Achterberg: Pepe lepszy o 4 sekundy
Trener bramkarzy John Achterberg uważa, że Liverpool ma najlepszego golkipera w angielskim futbolu. Holender wyróżnia dystrybucję oraz czytanie gry jako te cechy, które oddzielają Pepe Reinę od reszty bramkarzy.
Druga z wymienionych właściwości oznacza, zdaniem Achterberga, że Reina reaguje o cztery sekundy szybciej niż inni bramkarze.
- Jest na samym szczycie - odparł Achterberg, zapytany które miejsce w rankingu bramkarzy Barclays Premier League zajmuje Pepe.
- Jego czytanie gry jest wyjątkowe. Czasami reaguje zanim nastąpi podanie.
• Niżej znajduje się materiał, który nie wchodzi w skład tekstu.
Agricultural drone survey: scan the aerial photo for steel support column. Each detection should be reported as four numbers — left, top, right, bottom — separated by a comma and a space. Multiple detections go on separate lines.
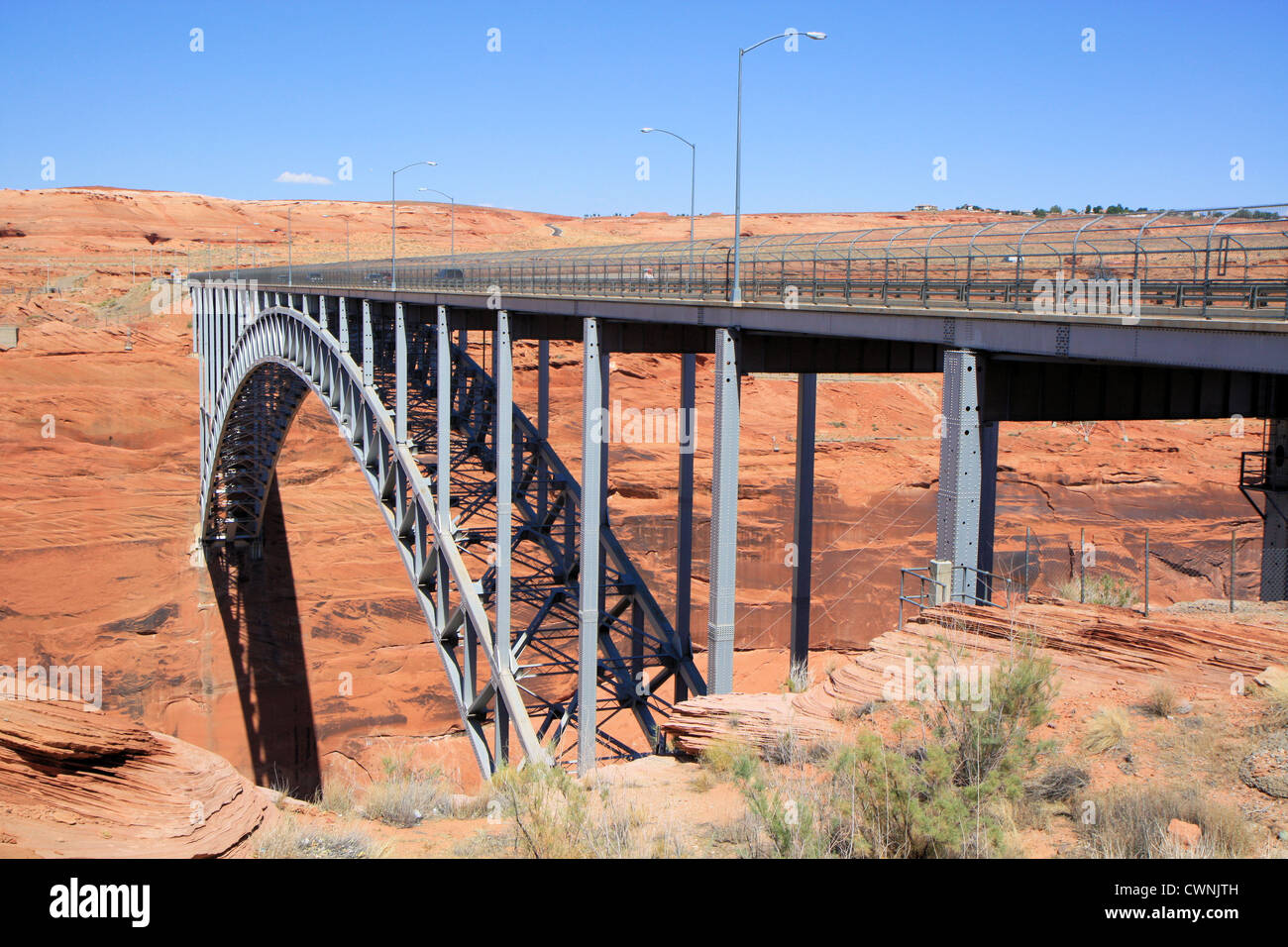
537, 339, 550, 519
675, 353, 698, 702
394, 303, 407, 445
707, 329, 739, 693
1261, 419, 1288, 601
935, 349, 997, 601
577, 317, 608, 775
434, 305, 452, 649
491, 307, 514, 767
791, 372, 818, 673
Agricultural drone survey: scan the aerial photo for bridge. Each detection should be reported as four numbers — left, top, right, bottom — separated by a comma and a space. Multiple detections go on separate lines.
188, 205, 1288, 773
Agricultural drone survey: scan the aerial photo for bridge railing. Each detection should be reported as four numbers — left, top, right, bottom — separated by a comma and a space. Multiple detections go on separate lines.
197, 204, 1288, 318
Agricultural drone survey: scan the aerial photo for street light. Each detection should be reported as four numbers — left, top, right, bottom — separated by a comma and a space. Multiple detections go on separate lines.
729, 33, 827, 304
286, 204, 295, 286
389, 161, 438, 290
640, 129, 698, 279
416, 187, 456, 257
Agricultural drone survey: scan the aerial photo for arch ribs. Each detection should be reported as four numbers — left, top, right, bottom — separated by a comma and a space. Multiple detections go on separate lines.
193, 286, 705, 775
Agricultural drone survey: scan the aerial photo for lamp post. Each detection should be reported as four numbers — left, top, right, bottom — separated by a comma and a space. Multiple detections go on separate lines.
389, 161, 438, 290
640, 129, 698, 279
417, 187, 456, 257
286, 204, 295, 286
729, 33, 827, 304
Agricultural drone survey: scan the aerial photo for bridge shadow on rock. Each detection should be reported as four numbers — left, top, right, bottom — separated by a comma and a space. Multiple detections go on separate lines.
206, 476, 322, 798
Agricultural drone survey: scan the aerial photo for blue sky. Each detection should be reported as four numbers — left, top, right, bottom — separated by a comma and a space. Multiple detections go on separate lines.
0, 0, 1288, 214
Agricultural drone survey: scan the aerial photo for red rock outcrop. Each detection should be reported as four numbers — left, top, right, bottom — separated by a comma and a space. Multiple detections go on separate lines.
0, 699, 277, 858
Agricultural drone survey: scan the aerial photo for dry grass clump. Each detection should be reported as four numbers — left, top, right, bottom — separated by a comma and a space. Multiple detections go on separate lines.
1059, 576, 1140, 608
362, 754, 452, 828
1024, 766, 1091, 802
463, 764, 688, 858
783, 661, 814, 693
1082, 707, 1130, 753
254, 814, 386, 858
726, 640, 1055, 858
1259, 673, 1288, 729
1145, 684, 1180, 717
1072, 786, 1253, 858
313, 777, 358, 815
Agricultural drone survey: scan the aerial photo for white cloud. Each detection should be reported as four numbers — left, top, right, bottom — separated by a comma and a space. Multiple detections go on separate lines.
273, 171, 331, 184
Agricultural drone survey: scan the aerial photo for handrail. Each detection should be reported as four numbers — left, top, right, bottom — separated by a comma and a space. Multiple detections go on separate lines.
194, 204, 1288, 318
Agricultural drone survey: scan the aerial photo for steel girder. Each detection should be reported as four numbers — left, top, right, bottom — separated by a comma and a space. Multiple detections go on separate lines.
202, 300, 705, 775
361, 307, 705, 762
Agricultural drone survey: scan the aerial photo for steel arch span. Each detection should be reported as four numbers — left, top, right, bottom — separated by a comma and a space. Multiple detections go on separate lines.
193, 296, 705, 775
On już wie, że jest trzy do czterech sekund szybszy od innych bramkarzy.
- Kiedy gramy z kontry, kiedy przechwytujemy piłkę po rzutach wolnych czy rożnych, jest bardzo dobry w dystrybucji. 90 procent jego podań jest celnych.
Reina ma nadzieję wystąpić w sobotnim meczu Anglii z Hiszpanią na Wembley, ale o miejsce między słupkami walczą również Victor Valdes z Barcelony i Iker Casillas z Realu Madryt.
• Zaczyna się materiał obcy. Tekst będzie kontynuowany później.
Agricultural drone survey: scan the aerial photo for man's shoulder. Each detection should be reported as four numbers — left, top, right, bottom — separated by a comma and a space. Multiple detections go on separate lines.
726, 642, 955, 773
- Pepe nie gra w Barcelonie, czy Realu, mimo że posiada wystarczające ku temu umiejętności, więc fakt, że zawsze jest w kadrze oznacza, że cenią jego umiejętności - powiedział 40-letni Achterberg, który zagrał w 253 meczach dla Tranmere Rovers.
- Chciałbym, żeby zagrał, ale to ich selekcjoner podejmie decyzję. Z reguły w meczach towarzyskich dają pograć każdemu, ale mam nadzieję, że Pepe zagra od początku.
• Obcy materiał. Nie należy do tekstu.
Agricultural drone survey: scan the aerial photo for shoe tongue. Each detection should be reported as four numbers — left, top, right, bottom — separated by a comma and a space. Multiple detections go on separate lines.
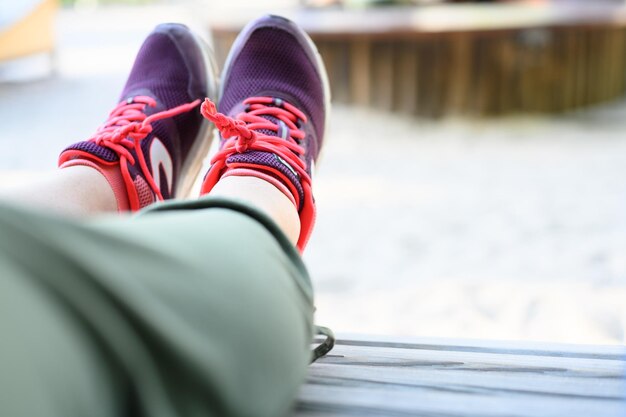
257, 115, 284, 137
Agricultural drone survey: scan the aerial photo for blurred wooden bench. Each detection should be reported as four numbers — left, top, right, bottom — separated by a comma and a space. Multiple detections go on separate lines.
210, 1, 626, 118
293, 335, 626, 417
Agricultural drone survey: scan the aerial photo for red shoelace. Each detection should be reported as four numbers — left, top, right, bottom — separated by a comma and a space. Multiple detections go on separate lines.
200, 97, 311, 196
88, 96, 200, 200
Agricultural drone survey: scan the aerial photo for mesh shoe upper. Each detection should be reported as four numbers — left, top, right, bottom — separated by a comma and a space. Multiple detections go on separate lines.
59, 24, 215, 209
202, 16, 328, 250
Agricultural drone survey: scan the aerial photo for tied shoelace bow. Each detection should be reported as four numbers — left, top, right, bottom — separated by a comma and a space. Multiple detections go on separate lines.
89, 96, 200, 200
200, 97, 311, 201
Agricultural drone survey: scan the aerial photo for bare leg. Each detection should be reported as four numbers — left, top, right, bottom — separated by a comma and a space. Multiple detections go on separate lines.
209, 176, 300, 243
0, 166, 117, 215
0, 166, 300, 243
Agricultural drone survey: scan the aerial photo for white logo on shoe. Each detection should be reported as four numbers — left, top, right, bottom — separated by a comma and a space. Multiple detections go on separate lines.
150, 137, 174, 196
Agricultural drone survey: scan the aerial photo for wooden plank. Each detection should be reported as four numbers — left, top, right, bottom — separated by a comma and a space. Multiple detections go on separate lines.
294, 335, 626, 417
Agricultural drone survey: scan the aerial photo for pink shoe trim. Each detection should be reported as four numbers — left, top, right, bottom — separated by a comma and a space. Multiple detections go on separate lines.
59, 159, 130, 212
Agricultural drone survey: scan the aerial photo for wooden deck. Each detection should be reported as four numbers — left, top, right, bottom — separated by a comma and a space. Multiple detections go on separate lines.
293, 335, 626, 417
210, 0, 626, 118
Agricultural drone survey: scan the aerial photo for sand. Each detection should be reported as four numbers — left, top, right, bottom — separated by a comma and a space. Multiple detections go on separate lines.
0, 6, 626, 344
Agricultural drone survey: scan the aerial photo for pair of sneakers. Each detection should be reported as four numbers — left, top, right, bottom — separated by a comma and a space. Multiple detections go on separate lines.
59, 16, 329, 250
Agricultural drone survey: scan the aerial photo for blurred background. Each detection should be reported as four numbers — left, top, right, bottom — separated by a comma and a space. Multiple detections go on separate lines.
0, 0, 626, 344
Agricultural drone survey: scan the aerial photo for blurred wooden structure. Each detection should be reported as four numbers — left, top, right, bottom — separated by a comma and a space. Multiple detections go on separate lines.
211, 1, 626, 118
293, 337, 626, 417
0, 0, 58, 62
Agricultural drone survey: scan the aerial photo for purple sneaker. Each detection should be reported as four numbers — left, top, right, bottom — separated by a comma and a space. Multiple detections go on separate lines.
202, 16, 330, 251
59, 23, 217, 211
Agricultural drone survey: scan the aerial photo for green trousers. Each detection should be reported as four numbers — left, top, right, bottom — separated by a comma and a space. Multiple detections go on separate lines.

Achterberg dogląda treningu wszystkich bramkarzy w klubie, począwszy od 9-latków, ale jednym z jego głównych obowiązków jest przygotowywanie Reiny do meczów i przygotowywanie opinii na temat występów Hiszpana.
Więc jak wygląda kwestia polepszania gry zawodnika, który ma na koncie złoty medal Mistrzostw Świata?
- Spoglądasz na jego występy i zauważasz drobne detale, które można poprawić - mówi Achterberg - rozmawiam z Pepe i na treningach staramy się poprawiać niektóre elementy jego gry. Mimo że ma wiele doświadczenia, jest bardzo dobry i ma profesjonalne podejście, wie, że czasami może zachować się lepiej.
Reina popisał się kilkoma świetnymi interwencjami w meczu przeciwko Swansea, który okazał się jego 150 meczem w barwach LFC, w którym zachował czyste konto, ale uważni obserwatorzy mogli zauważyć, że w drugiej połowie, grając przy the Kop, bramkarz wypuścił piłkę z rąk.
Achterberg ujawnia, jak nasz człowiek między słupkami radzi sobie z tego typu sytuacjami:
- Pepe naprawdę dobrze na to reaguje, stara się tym nie przejmować. Idzie dalej i jest gotowy do następnej interwencji. Jeśli się tym przejmiesz, masz problem przez resztę meczu, ponieważ to odbija się na drużynie i na twoim występie.
- To presja, z którą musisz sobie poradzić. Musisz być silny psychicznie, by być bramkarzem. Jeśli popełnisz błąd, może na ciebie spaść fala krytyki: ze strony prasy, kibiców, kolegów z drużyny, personelu. Musisz się podnieść i dalej wykonywać swoją pracę.
- Nie widziałem wielu bramkarzy, którzy zrobili mniej błędów.